We found that the prevalence of HPV in the BPH group was 8.6%, and only one of them was infected with high-risk HPV type. However, a study by Glenn et al. indicated the presence of high-risk HPVs in benign prostatic tissues before the development of prostate tumors in the same patients. They suggested that HPV has an oncogenic role in the early stage of prostate tumorigenesis (38).

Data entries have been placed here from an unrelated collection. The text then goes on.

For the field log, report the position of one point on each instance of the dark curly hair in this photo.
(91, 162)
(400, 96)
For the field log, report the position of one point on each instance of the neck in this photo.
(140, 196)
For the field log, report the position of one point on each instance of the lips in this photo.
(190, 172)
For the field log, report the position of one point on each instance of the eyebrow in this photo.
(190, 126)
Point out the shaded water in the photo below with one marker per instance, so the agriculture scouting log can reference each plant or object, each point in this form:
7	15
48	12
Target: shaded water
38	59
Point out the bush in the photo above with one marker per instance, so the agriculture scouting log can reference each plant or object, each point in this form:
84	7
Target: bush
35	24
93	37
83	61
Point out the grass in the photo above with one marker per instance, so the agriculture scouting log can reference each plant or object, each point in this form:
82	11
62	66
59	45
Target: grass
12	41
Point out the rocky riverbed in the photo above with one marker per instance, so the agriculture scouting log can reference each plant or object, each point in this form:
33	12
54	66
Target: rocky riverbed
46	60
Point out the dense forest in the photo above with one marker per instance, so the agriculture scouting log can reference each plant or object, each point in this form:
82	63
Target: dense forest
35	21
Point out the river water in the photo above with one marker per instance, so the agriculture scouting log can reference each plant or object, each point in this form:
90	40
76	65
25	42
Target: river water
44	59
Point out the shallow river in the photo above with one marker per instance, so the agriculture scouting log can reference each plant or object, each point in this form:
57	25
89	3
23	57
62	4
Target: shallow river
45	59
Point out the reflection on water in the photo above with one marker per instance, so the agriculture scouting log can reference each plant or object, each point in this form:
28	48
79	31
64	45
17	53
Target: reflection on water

Like other studies, our study also has some limitations, including the small sample size. Moreover, other high-risk genotypes of HPV were not studied, which are proposed to be investigated in future studies.
5.1. Conclusions
To conclude, the present study signifies the potential role of HPV infection, especially with high-risk types, in prostatic carcinogenesis rather than tumor progression or aggressiveness. The asymptomatic HPV-infected males can be considered as reservoirs and carriers of the virus to their sexual partners. Therefore, given the role of HPV in cervical cancer, it can be a risk factor for both men and their spouses (39). Additional studies are required to establish the association of this sexually transmitted virus and the pathogenesis of prostate cancer. Therefore, preventive measures such as vaccination against HPV infection (especially high-risk types) or screening and treatment of infected individuals can be directed as a strategy for limiting prostate cancer.